Aptitude Discussion

Q. |
A seven-digit number comprises of only 2's and 3's. How many of these are multiples of 12? |

✖ A. |
$1$ |

✔ B. |
$11$ |

✖ C. |
$21$ |

✖ D. |
$47$ |

**Solution:**

Option(**B**) is correct

Number should be a multiple of 3 and 4.

So, the sum of the digits should be a multiple of 3.

We can either have all seven digits as 3, or have three 2's and four 3's, or six 2's and a 3 (The number of 2's should be a multiple of 3).
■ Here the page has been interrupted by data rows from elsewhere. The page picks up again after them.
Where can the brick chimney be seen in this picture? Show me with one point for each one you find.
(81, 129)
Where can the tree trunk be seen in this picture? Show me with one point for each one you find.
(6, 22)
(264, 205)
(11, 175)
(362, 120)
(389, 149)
For the number to be a multiple of 4, the last 2 digits should be 32. Now, let us combine these two.

(i)- All seven 3's - No possibility

(ii)- Three 2's and four 3's - The first 5 digits should have two 2's and three 3's in some order. No of possibilities $= \dfrac{5!}{3!×2!} = 10$

(iii)- Six 2's and one 3 - The first 5 digits should all be 2's.

So, there is - only one number - 2222232

So we get the total of seven-digit number comprises of only 2's and 3's which are multiples of 12 are:

$= (i) + (ii) + (iii)$

$= 0+10+1$

$= \textbf{11}$

**Prashanth**

*()
*

in case 2: Here in ending one 3,2 is fixed for dividing by 4 so, remaining digits are two 2's and three 3's

result is 6!/2!3!

is this wrong?

but in case 2 where it checked which is divisible by 4 or not?